Date: 2008-02-11 05:46 am (UTC)
From: [identity profile] balutakat.livejournal.com
My only comment isn't very scientific, but I can tell you quitting smoking definitely caused me to balloon. I think it's the anxiety and stress your body goes through, though - pretty much every super stressful thing I've ever gone through socked 20 lbs on my frame, and then when I was happy I never sat still long enough to eat very much. On a really small scale the same thing happens to me when I cut down on my coffee consumption, which I have to do every few years when my tolerance is just ridiculous.
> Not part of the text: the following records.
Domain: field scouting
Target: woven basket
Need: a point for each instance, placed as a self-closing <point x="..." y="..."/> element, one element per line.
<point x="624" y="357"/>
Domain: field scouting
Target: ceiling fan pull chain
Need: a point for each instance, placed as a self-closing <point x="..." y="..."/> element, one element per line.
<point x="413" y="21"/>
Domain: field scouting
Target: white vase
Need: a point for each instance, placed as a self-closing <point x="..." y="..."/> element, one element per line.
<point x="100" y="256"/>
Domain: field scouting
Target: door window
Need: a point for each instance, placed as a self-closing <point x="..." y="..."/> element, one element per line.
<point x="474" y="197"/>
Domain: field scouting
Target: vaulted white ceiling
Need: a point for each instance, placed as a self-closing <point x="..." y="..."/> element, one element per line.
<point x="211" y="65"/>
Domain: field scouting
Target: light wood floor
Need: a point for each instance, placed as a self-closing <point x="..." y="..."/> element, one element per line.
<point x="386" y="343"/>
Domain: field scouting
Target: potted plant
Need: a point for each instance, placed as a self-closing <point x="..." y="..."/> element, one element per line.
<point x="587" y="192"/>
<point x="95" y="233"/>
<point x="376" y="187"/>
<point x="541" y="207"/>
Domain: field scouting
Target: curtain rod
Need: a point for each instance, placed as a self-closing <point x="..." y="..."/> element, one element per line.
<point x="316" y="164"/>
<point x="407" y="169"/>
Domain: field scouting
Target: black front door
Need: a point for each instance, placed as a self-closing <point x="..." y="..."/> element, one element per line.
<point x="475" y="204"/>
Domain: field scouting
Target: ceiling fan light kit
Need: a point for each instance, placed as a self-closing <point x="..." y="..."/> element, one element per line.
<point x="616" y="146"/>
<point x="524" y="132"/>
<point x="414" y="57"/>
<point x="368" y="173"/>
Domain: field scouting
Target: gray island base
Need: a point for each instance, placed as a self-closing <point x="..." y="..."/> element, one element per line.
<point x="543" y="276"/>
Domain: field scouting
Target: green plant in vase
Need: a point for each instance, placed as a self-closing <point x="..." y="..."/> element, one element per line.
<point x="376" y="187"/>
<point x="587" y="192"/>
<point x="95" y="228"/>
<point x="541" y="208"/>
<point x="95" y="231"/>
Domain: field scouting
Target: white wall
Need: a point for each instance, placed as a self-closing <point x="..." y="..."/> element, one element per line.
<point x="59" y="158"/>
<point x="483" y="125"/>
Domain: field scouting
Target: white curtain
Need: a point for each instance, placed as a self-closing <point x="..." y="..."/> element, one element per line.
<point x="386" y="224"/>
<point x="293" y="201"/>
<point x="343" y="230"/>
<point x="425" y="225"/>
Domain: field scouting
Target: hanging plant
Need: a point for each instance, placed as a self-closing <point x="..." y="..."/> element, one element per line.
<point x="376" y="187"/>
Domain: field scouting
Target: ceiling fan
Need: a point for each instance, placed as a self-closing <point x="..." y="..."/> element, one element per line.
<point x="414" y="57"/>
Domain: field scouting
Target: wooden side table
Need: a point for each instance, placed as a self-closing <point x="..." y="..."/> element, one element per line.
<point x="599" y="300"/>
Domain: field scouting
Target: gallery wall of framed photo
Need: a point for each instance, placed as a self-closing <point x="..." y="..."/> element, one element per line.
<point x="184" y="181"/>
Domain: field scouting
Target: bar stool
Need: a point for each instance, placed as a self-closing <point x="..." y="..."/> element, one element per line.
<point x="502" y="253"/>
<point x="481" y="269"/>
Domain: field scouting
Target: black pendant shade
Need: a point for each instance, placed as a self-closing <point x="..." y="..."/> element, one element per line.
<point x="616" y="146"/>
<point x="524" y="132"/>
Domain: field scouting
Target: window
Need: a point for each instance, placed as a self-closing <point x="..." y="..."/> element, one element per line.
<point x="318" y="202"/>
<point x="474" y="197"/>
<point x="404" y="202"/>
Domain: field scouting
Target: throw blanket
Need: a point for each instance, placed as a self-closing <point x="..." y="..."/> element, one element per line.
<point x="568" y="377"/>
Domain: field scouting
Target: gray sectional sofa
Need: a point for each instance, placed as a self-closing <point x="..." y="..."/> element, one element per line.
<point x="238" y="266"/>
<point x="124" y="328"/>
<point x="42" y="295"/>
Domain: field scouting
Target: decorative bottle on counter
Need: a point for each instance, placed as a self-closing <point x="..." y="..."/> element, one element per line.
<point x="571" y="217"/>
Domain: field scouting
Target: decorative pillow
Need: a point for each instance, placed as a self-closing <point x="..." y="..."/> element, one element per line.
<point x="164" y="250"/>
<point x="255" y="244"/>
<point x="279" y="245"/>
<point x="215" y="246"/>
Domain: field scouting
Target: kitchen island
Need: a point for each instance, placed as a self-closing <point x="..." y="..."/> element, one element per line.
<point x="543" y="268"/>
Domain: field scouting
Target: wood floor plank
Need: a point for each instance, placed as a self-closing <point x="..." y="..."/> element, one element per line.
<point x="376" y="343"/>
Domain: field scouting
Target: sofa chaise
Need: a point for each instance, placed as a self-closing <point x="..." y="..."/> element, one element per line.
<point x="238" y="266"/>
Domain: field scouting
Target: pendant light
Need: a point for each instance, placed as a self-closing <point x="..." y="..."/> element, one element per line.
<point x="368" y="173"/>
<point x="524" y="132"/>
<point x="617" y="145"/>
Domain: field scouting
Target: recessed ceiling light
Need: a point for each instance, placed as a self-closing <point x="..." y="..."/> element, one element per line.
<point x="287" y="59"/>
If I have to drink four cups of coffee in a morning (not those little cups, either) and end up peeing every twenty minutes and unable to sit through a lecture, I know it's time to cut down! But when I do, I always bounce up in weight. It happens in a matter of a week or two, definitely less than a month - instant 5-10 lbs. I don't even notice that I'm eating more. In Romania people have finally started to get a clue about quitting smoking but they're all flipping out about being unable to quit. I imagine the drug companies will move in there soon. Maybe you could check French or better yet, German papers, it sounds like a scientific study a German might think to do. Just think about all those Asians who are now feasting on cheap McDonald's beef!

Date: 2008-02-13 05:22 am (UTC)
From: [identity profile] prosefromdover.livejournal.com
Most of what I've read suggests that the weight problems in this country are due to an abundance of heavily marketed, cheap (as in "inexpensive"), bad (as in "unhealthy") food. Yes, if you eat at McDonald's everyday, you're going to gain weight. There's a strong correlation between poverty and obesity in the U.S.

It's not clear that the same will happen in China or India; their eating habits are different. But that could change rapidly. As Amabel points out, McDonald's is growing in Asia ...

Date: 2008-02-14 02:40 am (UTC)
From: [identity profile] jeanvieve.livejournal.com
Totally smokin' hot new picture, you stone fox!